Снимать с репертуара спектакли, в том числе и только что созданные, – дело довольно серьезное и довольно поганое, требующее профессиональной честности и определенного человеческого мужества.
Когда-то вся наша советская театральная жизнь держалась на запретах. Приходили товарищи из Управления культуры или Министерства культуры, смотрели в пустом зале прогон спектакля, делали замечания, которые надо было обязательно учитывать. Идиотизм замечаний не обсуждался. Так была устроена жизнь. Количеством закрытых спектаклей иногда измерялось положение театра в обществе и государстве. Закрытый спектакль считался своего рода наградой художнику, свидетельством его гражданской зрелости и чести. Так и жили: мы ставили – они закрывали. И вот произошел переворот. Цензуру отменили, никто не приходит «принимать» спектакль, никто ничего не запрещает. Что ж тут делать, как теперь измерять и оценивать таланты?
Функции власти поменялись. Общественные партийные и профсоюзные советы также попали под сокращение (во всяком случае, в МХТ, когда мне пришлось встать во главе театра). С того момента мне самому нужно было решать этот самый вопрос: достоин тот или иной спектакль сценической жизни или не достоин? Не с точки зрения советской власти, а просто по совести. Не чьей-то вообще, а вот лично моей совести – актера, который за полвека много чего повидал и научился отличать живое от подделки. Я слышал, как говорили: «Табаков закрыл в МХТ больше спектаклей, чем вся советская власть за семьдесят лет». Не считал и знаю только одно: закрывал я эти спектакли по одной-единственной причине – из уважения к зрителям. Смотришь иногда какое-нибудь занудство или разухабистую ерунду и думаешь: «Это ж нельзя продавать за деньги!» Если спектакль Художественного театра не обеспечен актерскими работами, хотя бы одной, его выпускать нельзя.
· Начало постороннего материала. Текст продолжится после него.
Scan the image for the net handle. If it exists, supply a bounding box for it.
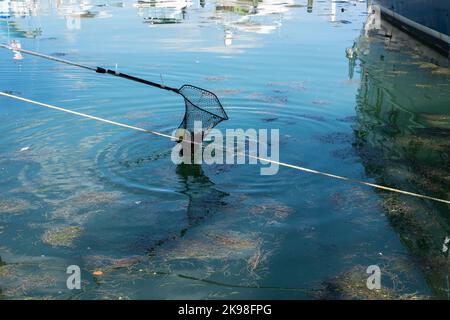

Потому и не увидел зритель работ многих моих друзей и товарищей по цеху. Обиделись ли они? Наверное. Но с большинством из них я сохранил человеческие отношения. Ведь каждый в этой ситуации понимал, что я защищаю не власть, а доброе имя Художественного театра. И потом, я исходил из того, что если спектакль не получился на этот раз, то получится в другой. Важно задать планку художественным отношениям. И не раз получалось, что тот или иной режиссер-неудачник возвращался и делал новый, весьма успешный спектакль на одной из трех сцен МХТ.
Так я осваивал искусство руководства театром в постсоветских условиях. Полагаясь исключительно на свои силы, как учил нас товарищ Ким Ир Сен, руководствуясь идеями чучхе.
Закрытие новых спектаклей всегда происходит по разным причинам.
Мне представляется весьма жизнеспособной идея постепенного возрождения великих спектаклей, составлявших когда-то славу и гордость Художественного театра. На сегодняшний день в МХТ с успехом реализована постановка нескольких пьес из старого мхатовского репертуара, имеются подобные планы и на ближайшее будущее. Однако первой из закрытых мною работ оказался именно такой «возрождаемый» спектакль – «Горячее сердце» по пьесе Александра Николаевича Островского. Талантливый режиссер Евгений Каменькович, сильный актерский состав, интересный замысел пространственно-декорационного решения, но… В работе над живым и развивающимся спектаклем обязательно случается так, что кто-то один вдруг прорывается вперед, и тогда в «пролом» за ним устремляются все остальные. Увы, в «Горячем сердце» не оказалось ни одного такого прорыва и ни одного «пролома», куда можно было бы устремляться. Никакие попытки изменить спектакль к лучшему, внести в его ткань живые ноты не помогали, и мне пришлось его закрыть.